In non-emergency situations, I try to do a simple cost benefit analysis on any medical product or service. Finding the cost, for anyone who's tried to do it, is difficult and frequently ambiguous or opaque beyond some multiple order-of-magnitude guess - $40 or $4000. I get the impression that very few people try to do price discovery and thus very few select based on price.
I think an important reason for this is that, unlike a Big Mac, where the dollar (or eight) goes from my after-tax wallet to the McDonald's cash register at the time I eat the hamburger, my health product dollar goes from either my employer's pocket or my pocket, possibly through my income tax returns or HSA, and an insurance company, and some accounting at the doctor's office, and the state indigent fund and Medicaid (because my dollars get mixed in with the uninsured and low income people's treatment costs) and the ACA (because of APTC and CSR), and the hospital's accounting office, and a pharmacy benefit manager, and a drug company who might provide discounts, and a copay and a deductible and coinsurance, and one to three months on the calendar, and maybe some other people and steps that I didn't list, and end up in the doctor's or hospital's pocket.

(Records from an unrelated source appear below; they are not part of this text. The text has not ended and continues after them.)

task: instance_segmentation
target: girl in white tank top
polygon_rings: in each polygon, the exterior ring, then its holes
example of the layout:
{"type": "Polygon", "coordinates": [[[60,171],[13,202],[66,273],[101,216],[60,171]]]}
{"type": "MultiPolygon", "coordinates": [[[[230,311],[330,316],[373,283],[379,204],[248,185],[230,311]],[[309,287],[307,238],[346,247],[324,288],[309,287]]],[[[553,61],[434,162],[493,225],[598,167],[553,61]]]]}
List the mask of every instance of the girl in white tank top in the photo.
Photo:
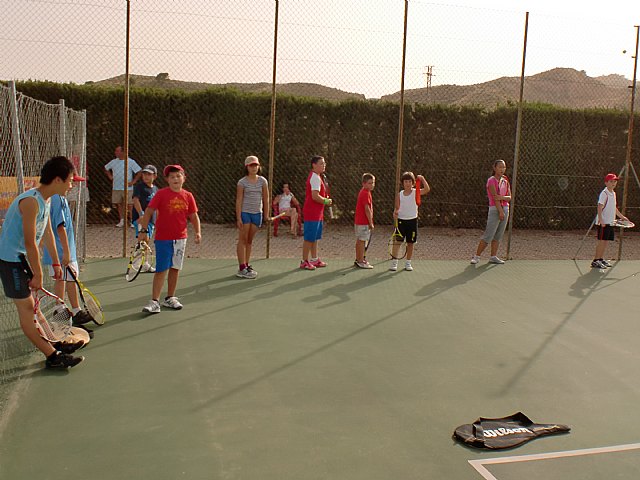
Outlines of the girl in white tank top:
{"type": "MultiPolygon", "coordinates": [[[[407,242],[407,261],[404,265],[404,269],[411,271],[413,266],[411,265],[411,257],[413,256],[413,244],[416,242],[418,236],[418,203],[416,202],[416,177],[412,172],[404,172],[400,177],[402,181],[402,190],[396,194],[395,210],[393,211],[393,218],[398,224],[400,233],[407,242]]],[[[418,181],[420,181],[421,189],[420,195],[426,195],[431,189],[427,180],[418,175],[418,181]]],[[[398,260],[392,260],[389,270],[398,270],[398,260]]]]}

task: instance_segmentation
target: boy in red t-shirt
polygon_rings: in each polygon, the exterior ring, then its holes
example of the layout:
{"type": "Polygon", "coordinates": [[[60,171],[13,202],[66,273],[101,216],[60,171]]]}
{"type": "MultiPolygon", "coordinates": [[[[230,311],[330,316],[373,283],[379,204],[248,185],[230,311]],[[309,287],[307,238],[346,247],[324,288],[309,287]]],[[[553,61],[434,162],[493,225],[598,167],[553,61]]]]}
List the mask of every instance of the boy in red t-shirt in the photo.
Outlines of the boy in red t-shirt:
{"type": "Polygon", "coordinates": [[[376,177],[371,173],[362,175],[362,189],[358,193],[356,202],[355,233],[356,233],[356,261],[358,268],[373,268],[365,258],[365,242],[371,238],[373,230],[373,198],[371,192],[376,186],[376,177]]]}
{"type": "Polygon", "coordinates": [[[156,273],[153,276],[151,300],[142,309],[145,313],[160,313],[160,293],[167,270],[167,296],[162,301],[162,306],[173,310],[182,308],[175,294],[187,246],[187,220],[196,232],[195,242],[200,243],[202,238],[196,201],[191,192],[182,188],[185,181],[184,169],[180,165],[167,165],[164,167],[164,176],[169,186],[158,190],[145,209],[142,220],[139,221],[138,239],[147,241],[149,221],[153,214],[158,212],[155,237],[156,273]]]}

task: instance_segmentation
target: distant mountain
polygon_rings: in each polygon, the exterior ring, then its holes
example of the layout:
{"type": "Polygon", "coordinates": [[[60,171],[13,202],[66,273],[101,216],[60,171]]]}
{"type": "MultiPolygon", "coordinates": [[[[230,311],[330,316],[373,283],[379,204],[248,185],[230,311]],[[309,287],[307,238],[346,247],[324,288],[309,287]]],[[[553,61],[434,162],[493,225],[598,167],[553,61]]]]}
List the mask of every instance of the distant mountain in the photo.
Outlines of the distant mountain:
{"type": "Polygon", "coordinates": [[[619,87],[619,88],[627,88],[630,87],[632,81],[628,78],[625,78],[624,75],[611,74],[611,75],[602,75],[600,77],[594,77],[599,82],[608,85],[609,87],[619,87]]]}
{"type": "MultiPolygon", "coordinates": [[[[524,98],[527,102],[540,102],[567,108],[619,108],[629,107],[631,81],[621,75],[589,77],[584,71],[572,68],[554,68],[547,72],[525,77],[524,98]]],[[[439,85],[406,90],[407,103],[435,103],[441,105],[479,105],[495,108],[517,102],[520,95],[520,77],[501,77],[476,85],[439,85]]],[[[382,100],[397,102],[400,92],[385,95],[382,100]]]]}
{"type": "MultiPolygon", "coordinates": [[[[233,88],[248,93],[271,93],[270,83],[198,83],[170,80],[169,75],[131,75],[135,87],[179,89],[198,91],[210,88],[233,88]]],[[[121,86],[124,75],[97,82],[94,85],[121,86]]],[[[525,77],[524,96],[529,103],[549,103],[567,108],[617,108],[628,109],[631,80],[622,75],[589,77],[586,72],[572,68],[554,68],[547,72],[525,77]]],[[[321,98],[330,101],[366,100],[359,93],[315,83],[282,83],[277,85],[279,94],[298,97],[321,98]]],[[[516,103],[520,94],[520,77],[501,77],[476,85],[438,85],[427,90],[417,88],[405,91],[405,102],[440,105],[478,105],[495,108],[498,105],[516,103]]],[[[400,92],[385,95],[384,101],[398,102],[400,92]]]]}
{"type": "MultiPolygon", "coordinates": [[[[187,92],[207,90],[210,88],[233,88],[247,93],[271,93],[270,83],[199,83],[170,80],[168,75],[160,73],[155,77],[146,75],[130,75],[130,85],[142,88],[178,89],[187,92]]],[[[124,75],[119,75],[97,82],[87,82],[93,85],[122,86],[124,75]]],[[[365,100],[365,96],[359,93],[350,93],[337,88],[325,87],[315,83],[281,83],[276,85],[277,92],[298,97],[322,98],[330,101],[365,100]]]]}

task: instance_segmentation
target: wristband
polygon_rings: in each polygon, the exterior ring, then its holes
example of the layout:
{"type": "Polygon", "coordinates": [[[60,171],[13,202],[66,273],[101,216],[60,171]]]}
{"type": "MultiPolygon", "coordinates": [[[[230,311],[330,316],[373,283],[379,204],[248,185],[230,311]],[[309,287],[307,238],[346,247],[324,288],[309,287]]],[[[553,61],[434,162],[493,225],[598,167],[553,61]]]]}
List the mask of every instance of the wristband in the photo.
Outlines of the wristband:
{"type": "Polygon", "coordinates": [[[324,199],[324,204],[325,204],[325,205],[329,205],[329,199],[328,199],[328,198],[325,198],[325,199],[324,199]]]}
{"type": "Polygon", "coordinates": [[[51,266],[52,267],[61,267],[62,265],[60,265],[59,263],[52,263],[51,266]]]}
{"type": "Polygon", "coordinates": [[[148,234],[149,233],[149,229],[145,228],[144,230],[140,230],[138,233],[146,233],[146,234],[148,234]]]}

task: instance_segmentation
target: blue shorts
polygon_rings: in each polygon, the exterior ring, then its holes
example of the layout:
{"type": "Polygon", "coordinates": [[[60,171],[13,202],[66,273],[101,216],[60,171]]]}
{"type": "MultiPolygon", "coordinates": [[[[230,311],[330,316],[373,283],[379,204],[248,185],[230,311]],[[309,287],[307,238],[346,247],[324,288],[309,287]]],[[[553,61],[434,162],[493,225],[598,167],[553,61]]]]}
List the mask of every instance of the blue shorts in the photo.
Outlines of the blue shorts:
{"type": "Polygon", "coordinates": [[[184,250],[187,239],[180,240],[156,240],[156,272],[164,272],[173,268],[182,270],[184,250]]]}
{"type": "Polygon", "coordinates": [[[317,242],[322,238],[322,222],[304,222],[304,241],[317,242]]]}
{"type": "Polygon", "coordinates": [[[242,224],[253,223],[258,228],[262,226],[262,214],[261,213],[247,213],[240,212],[240,219],[242,224]]]}
{"type": "MultiPolygon", "coordinates": [[[[138,233],[140,233],[140,225],[138,225],[138,220],[140,219],[137,218],[133,221],[133,225],[136,227],[136,238],[138,237],[138,233]]],[[[149,222],[149,225],[147,225],[147,230],[149,230],[149,233],[147,233],[147,237],[149,238],[153,237],[153,227],[153,222],[149,222]]]]}

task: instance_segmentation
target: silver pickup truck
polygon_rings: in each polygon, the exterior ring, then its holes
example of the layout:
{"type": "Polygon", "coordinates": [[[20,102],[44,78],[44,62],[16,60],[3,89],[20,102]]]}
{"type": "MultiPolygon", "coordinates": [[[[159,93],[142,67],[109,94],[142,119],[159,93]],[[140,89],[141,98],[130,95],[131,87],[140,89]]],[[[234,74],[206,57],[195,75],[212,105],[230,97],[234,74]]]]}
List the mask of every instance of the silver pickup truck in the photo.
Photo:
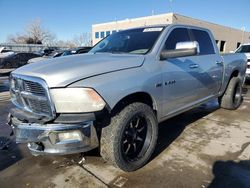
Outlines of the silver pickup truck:
{"type": "Polygon", "coordinates": [[[23,66],[10,76],[9,124],[34,155],[99,147],[124,171],[150,159],[158,123],[218,98],[242,102],[246,56],[221,56],[207,29],[160,25],[103,39],[88,54],[23,66]]]}
{"type": "Polygon", "coordinates": [[[247,56],[246,79],[250,80],[250,43],[240,45],[235,53],[244,53],[247,56]]]}

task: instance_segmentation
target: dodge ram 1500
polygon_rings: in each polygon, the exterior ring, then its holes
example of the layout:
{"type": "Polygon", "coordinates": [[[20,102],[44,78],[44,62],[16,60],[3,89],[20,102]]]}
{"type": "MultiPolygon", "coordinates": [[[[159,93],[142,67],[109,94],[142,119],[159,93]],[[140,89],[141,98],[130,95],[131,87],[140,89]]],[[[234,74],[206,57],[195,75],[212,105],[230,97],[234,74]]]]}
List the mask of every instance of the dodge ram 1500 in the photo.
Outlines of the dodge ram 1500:
{"type": "Polygon", "coordinates": [[[221,56],[204,28],[120,31],[87,54],[12,72],[9,124],[35,155],[99,147],[106,161],[133,171],[154,152],[159,122],[213,98],[238,108],[246,63],[244,54],[221,56]]]}

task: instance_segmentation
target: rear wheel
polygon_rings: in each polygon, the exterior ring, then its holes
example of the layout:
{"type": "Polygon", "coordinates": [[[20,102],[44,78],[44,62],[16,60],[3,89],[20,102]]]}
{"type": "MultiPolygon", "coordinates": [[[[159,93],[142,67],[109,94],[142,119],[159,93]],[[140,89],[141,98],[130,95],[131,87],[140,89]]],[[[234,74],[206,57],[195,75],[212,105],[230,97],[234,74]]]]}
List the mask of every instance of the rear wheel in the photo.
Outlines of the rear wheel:
{"type": "Polygon", "coordinates": [[[150,159],[157,136],[158,123],[153,110],[146,104],[132,103],[103,128],[101,155],[124,171],[134,171],[150,159]]]}
{"type": "Polygon", "coordinates": [[[237,109],[242,102],[242,81],[239,77],[231,78],[223,96],[219,98],[222,108],[228,110],[237,109]]]}

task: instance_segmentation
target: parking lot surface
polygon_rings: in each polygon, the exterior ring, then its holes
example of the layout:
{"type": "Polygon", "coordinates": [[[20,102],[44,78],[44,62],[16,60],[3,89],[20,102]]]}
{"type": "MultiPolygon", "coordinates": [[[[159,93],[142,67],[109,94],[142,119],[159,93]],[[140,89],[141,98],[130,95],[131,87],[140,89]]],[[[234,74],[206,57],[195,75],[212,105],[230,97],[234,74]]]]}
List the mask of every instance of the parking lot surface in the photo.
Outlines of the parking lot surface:
{"type": "Polygon", "coordinates": [[[94,150],[32,156],[9,136],[8,77],[0,77],[0,187],[250,187],[250,86],[236,111],[216,100],[160,124],[154,156],[125,173],[94,150]]]}

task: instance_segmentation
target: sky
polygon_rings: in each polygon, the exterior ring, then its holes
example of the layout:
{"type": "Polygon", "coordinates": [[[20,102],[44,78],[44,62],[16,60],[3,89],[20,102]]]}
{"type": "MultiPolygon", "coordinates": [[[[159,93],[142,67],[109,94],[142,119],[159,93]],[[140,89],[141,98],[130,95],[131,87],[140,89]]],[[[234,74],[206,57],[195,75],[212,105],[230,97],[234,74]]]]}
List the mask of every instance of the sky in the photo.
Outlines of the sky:
{"type": "Polygon", "coordinates": [[[250,0],[0,0],[0,43],[39,19],[58,40],[71,40],[91,25],[174,12],[250,31],[250,0]]]}

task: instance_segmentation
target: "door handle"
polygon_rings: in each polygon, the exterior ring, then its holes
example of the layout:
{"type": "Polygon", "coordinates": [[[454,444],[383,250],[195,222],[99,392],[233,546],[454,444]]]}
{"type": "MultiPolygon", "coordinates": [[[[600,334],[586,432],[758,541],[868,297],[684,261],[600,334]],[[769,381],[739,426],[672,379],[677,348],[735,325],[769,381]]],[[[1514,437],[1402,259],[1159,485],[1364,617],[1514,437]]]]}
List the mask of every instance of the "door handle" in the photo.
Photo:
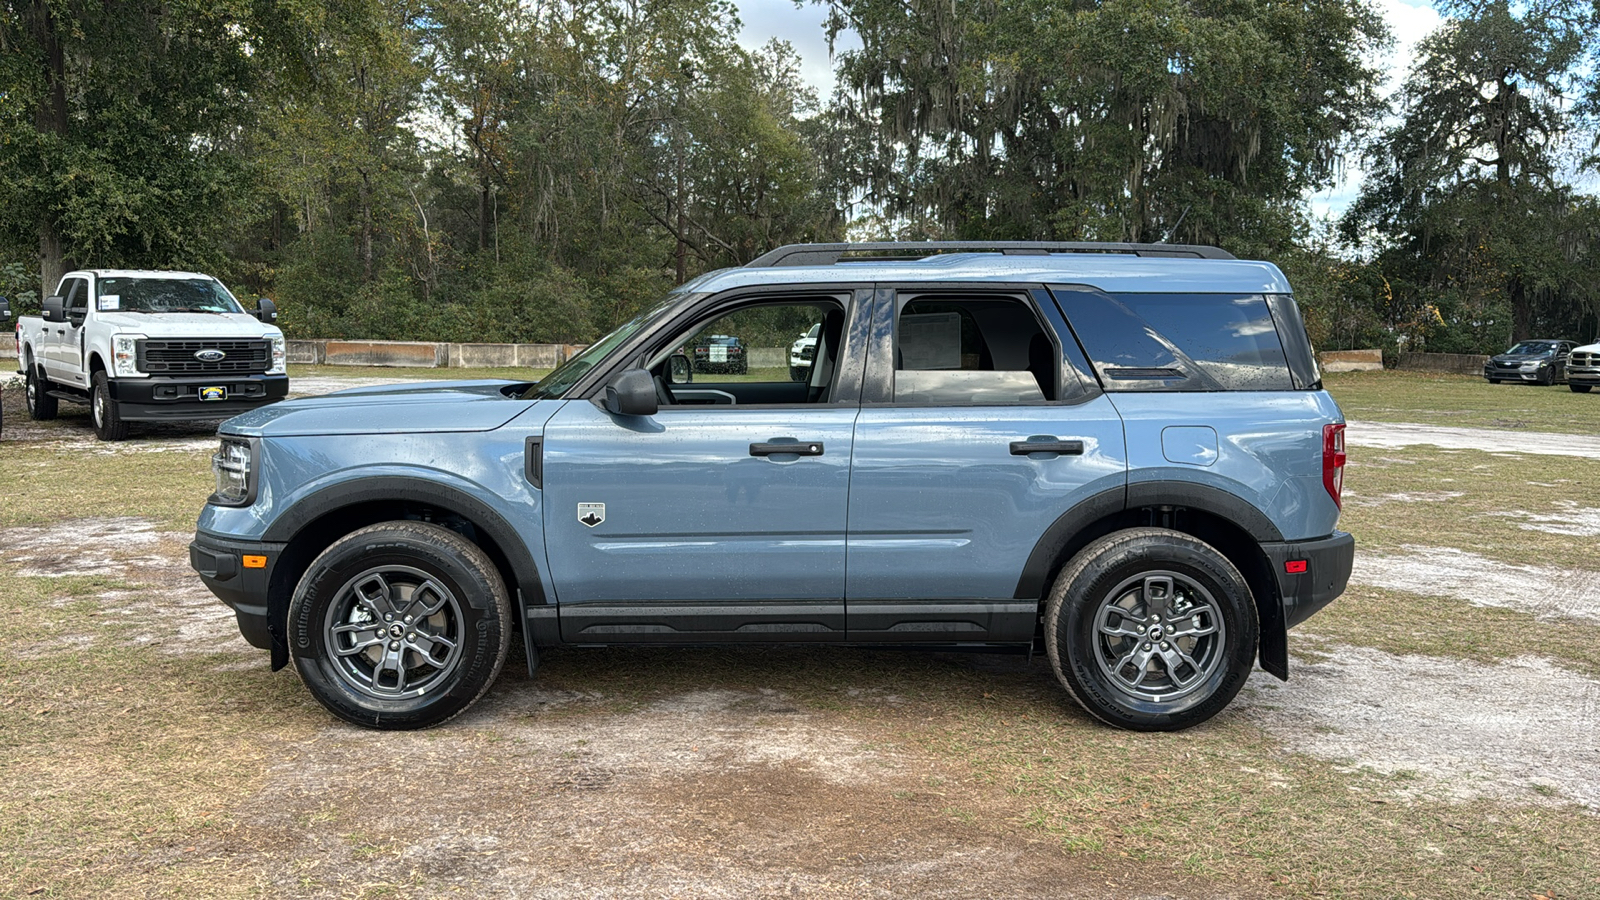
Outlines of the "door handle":
{"type": "Polygon", "coordinates": [[[792,453],[795,456],[821,456],[821,441],[785,441],[783,443],[751,444],[751,456],[781,456],[792,453]]]}
{"type": "Polygon", "coordinates": [[[1030,453],[1059,453],[1062,456],[1082,456],[1083,441],[1058,441],[1055,438],[1028,439],[1026,441],[1012,441],[1012,456],[1027,456],[1030,453]]]}

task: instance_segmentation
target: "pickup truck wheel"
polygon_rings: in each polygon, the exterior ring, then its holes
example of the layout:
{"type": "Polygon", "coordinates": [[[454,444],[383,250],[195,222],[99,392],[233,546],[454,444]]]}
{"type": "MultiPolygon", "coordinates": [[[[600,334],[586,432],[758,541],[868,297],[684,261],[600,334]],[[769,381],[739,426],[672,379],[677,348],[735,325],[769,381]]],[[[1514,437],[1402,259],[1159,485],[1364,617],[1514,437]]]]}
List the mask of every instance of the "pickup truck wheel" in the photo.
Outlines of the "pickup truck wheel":
{"type": "Polygon", "coordinates": [[[94,373],[89,411],[94,416],[95,437],[102,441],[120,441],[128,437],[128,423],[122,421],[117,401],[111,399],[111,383],[106,379],[105,372],[94,373]]]}
{"type": "Polygon", "coordinates": [[[328,711],[356,725],[428,728],[483,696],[511,643],[511,601],[487,554],[425,522],[345,535],[289,602],[289,652],[328,711]]]}
{"type": "Polygon", "coordinates": [[[1056,678],[1095,718],[1135,731],[1176,731],[1220,712],[1250,676],[1258,632],[1233,563],[1162,528],[1085,547],[1045,607],[1056,678]]]}
{"type": "Polygon", "coordinates": [[[1587,393],[1589,393],[1589,388],[1594,387],[1594,385],[1592,385],[1592,384],[1573,384],[1572,382],[1569,381],[1569,382],[1567,382],[1567,387],[1571,388],[1572,392],[1574,394],[1587,394],[1587,393]]]}
{"type": "Polygon", "coordinates": [[[56,398],[47,393],[50,382],[40,374],[36,365],[28,366],[27,392],[28,392],[28,418],[35,422],[44,422],[56,417],[56,398]]]}

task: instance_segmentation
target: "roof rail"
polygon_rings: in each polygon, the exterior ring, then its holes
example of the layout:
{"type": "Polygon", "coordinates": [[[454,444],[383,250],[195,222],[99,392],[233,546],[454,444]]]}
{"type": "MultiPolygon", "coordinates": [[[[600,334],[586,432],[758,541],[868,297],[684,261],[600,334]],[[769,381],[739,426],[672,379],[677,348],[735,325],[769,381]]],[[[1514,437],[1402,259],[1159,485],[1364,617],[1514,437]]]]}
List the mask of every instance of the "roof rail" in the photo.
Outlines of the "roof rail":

I've got an MBA and am in the national MBA honor society - I have a plaque and donation solicitation emails to prove it - and have several family members directly involved in health care and I can't figure it out. No wonder nobody tries to figure out the cost. And if people don't try to figure out the cost, it is no wonder there is little incentive for the doctors and hospitals to try to compete based on prices and price transparency.
I'd like to move closer to the Big Mac model, but other than asking for prices for my own medical products and services, I don't have much idea how to do so. I think the current Rube Goldberg system we have is pretty entrenched.